It's not often that you see academic papers cited in the national press, so it was great to see the Financial Times pick up on some recent work in 'transfer learning' for natural language processing (NLP).
What is transfer learning?
Transfer learning is a machine learning problem and one of the most important short term challenges for NLP.
The problem that transfer learning tries to solve is how to build sophisticated ML models in scenarios where you do not have much data. For example, say you want to build an app that recognises different species of birds. To build this model from the ground up you would likely need many hundreds of thousands of labelled example images of birds. If you don't have that data to start with, then it will be costly and time consuming to collect.
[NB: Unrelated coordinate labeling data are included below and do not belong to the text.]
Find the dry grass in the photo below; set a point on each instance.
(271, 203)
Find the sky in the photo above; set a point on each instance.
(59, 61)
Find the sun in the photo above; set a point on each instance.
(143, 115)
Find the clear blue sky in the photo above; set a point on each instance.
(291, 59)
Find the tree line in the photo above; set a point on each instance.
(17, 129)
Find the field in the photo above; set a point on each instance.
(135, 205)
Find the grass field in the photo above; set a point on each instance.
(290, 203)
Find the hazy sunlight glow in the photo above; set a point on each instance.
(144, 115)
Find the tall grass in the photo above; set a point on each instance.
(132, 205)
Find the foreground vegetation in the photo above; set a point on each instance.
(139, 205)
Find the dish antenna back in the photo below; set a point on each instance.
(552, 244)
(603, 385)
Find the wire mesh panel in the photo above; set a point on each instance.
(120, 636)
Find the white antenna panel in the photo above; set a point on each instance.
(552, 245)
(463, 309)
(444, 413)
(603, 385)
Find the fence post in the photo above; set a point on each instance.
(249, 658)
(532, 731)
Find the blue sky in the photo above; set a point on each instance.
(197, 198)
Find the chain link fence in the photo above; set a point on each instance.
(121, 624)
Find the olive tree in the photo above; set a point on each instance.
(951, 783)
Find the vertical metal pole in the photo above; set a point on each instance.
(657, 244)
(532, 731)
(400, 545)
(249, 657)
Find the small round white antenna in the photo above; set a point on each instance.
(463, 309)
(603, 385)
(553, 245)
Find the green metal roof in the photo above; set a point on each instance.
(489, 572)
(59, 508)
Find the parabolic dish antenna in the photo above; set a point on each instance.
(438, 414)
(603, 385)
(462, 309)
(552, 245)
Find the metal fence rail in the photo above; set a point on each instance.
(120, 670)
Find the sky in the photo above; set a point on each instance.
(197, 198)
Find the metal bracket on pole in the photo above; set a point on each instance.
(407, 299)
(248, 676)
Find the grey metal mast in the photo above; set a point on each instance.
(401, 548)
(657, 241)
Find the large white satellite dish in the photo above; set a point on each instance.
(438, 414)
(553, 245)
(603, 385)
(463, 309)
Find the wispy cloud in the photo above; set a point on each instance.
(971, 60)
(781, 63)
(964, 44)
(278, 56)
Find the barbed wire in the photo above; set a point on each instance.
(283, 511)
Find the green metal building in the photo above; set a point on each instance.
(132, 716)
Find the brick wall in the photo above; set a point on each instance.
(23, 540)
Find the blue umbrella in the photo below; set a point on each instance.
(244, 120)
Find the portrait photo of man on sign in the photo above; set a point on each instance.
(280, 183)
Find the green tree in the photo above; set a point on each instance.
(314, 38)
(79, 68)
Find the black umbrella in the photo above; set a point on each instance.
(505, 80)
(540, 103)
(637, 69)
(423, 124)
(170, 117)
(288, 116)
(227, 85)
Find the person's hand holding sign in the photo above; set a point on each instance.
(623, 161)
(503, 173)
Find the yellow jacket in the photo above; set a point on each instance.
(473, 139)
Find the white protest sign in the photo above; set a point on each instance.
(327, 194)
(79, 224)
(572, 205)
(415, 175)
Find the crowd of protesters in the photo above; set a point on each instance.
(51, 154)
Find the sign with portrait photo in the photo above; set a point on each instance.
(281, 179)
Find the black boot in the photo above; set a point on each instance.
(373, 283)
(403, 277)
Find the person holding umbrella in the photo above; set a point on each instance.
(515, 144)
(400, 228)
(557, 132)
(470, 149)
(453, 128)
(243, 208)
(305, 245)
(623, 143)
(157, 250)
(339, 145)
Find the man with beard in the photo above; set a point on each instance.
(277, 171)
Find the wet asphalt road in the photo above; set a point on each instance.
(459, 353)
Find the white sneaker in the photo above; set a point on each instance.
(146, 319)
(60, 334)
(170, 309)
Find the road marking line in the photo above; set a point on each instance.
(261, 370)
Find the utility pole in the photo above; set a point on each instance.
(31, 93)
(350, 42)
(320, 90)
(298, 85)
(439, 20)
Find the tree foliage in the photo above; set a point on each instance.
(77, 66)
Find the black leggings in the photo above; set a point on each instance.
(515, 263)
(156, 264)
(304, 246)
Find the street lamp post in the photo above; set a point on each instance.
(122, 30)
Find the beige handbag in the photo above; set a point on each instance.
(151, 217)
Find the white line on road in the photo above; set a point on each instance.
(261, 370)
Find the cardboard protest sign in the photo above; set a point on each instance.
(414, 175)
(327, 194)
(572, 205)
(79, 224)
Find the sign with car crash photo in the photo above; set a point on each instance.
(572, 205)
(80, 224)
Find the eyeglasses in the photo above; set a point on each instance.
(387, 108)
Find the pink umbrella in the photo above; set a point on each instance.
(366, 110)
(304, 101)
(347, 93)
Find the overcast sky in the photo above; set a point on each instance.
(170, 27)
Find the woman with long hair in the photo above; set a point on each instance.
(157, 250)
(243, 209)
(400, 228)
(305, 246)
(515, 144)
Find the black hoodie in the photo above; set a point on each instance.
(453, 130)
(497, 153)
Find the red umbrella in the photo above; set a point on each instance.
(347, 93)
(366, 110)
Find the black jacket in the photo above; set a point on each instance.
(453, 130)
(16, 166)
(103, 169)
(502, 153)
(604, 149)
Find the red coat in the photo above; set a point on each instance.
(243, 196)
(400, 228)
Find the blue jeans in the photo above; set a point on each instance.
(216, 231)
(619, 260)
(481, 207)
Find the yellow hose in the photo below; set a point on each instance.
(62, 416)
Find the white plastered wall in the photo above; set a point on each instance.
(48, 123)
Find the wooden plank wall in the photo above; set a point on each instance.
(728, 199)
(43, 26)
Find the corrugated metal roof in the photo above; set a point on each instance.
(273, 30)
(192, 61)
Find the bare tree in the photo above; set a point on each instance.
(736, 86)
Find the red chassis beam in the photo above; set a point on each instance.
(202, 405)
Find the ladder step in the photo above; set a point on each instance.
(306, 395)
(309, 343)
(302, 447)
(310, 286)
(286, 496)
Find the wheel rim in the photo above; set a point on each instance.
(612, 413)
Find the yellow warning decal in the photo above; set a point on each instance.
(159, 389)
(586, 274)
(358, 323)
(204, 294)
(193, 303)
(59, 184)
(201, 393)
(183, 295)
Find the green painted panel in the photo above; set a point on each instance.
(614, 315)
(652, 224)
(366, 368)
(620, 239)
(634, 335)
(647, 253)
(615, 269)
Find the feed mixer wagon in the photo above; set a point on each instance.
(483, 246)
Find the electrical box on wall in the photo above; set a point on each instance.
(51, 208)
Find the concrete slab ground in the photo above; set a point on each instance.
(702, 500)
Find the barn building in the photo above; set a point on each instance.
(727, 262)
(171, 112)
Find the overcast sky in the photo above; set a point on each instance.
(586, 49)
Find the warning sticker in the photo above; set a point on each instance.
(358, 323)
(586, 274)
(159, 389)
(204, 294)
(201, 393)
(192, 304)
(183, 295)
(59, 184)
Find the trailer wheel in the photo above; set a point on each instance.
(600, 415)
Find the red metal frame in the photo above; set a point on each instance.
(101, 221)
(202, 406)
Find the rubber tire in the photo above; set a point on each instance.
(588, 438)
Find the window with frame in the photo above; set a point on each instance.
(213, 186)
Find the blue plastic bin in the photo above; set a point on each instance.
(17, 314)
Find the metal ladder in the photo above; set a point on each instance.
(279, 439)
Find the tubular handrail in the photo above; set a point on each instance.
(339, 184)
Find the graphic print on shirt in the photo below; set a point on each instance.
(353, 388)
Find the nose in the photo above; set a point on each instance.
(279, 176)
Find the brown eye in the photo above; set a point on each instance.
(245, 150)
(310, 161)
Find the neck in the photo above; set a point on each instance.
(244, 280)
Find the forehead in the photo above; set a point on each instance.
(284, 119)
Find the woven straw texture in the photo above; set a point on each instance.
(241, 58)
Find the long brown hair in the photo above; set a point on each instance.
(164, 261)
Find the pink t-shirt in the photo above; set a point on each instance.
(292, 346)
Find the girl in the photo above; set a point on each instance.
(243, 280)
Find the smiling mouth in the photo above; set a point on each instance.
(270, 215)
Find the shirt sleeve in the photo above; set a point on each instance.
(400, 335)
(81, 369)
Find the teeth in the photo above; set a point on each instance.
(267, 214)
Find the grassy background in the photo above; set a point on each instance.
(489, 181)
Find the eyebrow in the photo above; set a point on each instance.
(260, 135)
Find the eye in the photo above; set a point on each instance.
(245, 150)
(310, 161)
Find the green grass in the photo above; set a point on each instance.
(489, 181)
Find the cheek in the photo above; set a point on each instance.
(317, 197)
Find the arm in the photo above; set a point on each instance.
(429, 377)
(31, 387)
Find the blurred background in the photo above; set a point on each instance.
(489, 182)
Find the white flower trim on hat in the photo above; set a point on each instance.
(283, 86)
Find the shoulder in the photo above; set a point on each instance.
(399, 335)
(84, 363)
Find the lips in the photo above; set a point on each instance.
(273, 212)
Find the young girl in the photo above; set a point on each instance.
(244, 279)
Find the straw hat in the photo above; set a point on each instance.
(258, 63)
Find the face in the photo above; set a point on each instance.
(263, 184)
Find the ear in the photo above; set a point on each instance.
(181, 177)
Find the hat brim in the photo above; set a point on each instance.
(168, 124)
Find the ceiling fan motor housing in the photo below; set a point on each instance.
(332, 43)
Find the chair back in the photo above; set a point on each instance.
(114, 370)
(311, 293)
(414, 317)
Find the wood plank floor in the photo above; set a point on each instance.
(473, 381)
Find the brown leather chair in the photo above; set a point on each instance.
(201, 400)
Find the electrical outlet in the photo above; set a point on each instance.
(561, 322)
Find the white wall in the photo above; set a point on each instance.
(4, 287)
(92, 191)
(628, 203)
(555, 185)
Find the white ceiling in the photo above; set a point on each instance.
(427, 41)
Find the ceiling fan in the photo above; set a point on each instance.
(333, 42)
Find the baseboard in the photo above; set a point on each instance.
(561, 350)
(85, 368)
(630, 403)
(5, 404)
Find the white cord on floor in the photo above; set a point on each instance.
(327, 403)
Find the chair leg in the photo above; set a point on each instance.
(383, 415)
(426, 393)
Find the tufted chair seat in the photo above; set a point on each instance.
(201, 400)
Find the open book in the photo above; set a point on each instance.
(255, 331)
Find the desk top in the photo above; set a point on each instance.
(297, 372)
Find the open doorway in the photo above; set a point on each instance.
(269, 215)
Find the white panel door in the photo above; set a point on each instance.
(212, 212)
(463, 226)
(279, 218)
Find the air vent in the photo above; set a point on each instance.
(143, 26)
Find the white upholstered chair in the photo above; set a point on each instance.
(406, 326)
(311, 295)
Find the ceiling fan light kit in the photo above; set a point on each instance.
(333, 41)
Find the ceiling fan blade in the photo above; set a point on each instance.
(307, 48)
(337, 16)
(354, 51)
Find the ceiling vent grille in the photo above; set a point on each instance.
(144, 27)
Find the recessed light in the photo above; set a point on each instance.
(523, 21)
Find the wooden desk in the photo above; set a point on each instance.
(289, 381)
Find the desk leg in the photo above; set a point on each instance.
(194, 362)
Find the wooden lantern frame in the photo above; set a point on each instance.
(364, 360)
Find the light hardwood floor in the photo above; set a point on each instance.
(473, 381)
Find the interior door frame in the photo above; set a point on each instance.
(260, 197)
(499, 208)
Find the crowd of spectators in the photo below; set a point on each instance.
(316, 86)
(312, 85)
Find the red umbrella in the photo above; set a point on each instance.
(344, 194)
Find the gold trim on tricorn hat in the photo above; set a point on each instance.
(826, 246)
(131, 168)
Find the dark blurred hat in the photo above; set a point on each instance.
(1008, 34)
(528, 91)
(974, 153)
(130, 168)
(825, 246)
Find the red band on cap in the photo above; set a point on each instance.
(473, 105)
However, intuitively, we should not have to start from scratch when building this model. The first few layers of the model will probably learn to extract generic features of objects, like edges or corners. It's only in the higher levels of the model that these will be brought together to learn to distinguish between different species of birds. So rather than re-learn vision from scratch with birds, it makes more sense to train a generic image classifier on one of the big publicly available datasets (i.e. build a model that can distinguish a bird from a bridge), and then 'fine-tune' it on a much smaller dataset of different species of bird.
Transfer learning for NLP
This approach has seen great success in computer vision but has been much harder to replicate in NLP. This has been frustrating for developers and researchers alike because there are lots of use cases for NLP where the volume of relevant training data is small. For example, auto-predict / complete functions for email would be more convincing if they could mimic the user's writing style, but few users (even the most verbose lawyers) generate enough text to train a model from scratch. Alternatively, we might want to classify some legal text but have only a few labelled training examples to hand: the ability to leverage the data we already have rather than diverting internal resources to label more examples would be a massive boon.
The methods described by Sebastian Ruder and Jeremy Howard earlier this year point a way through this barrier and, in doing so, open up lots of doors to new industry applications. We're certainly looking forward to exploring how these techniques can be brought to bear in the legal world!
Transfer learning — taking a general-purpose model trained on one data set and fine-tuning it to work on a different problem — is one of the most promising techniques for making the technology more flexible and cost effective.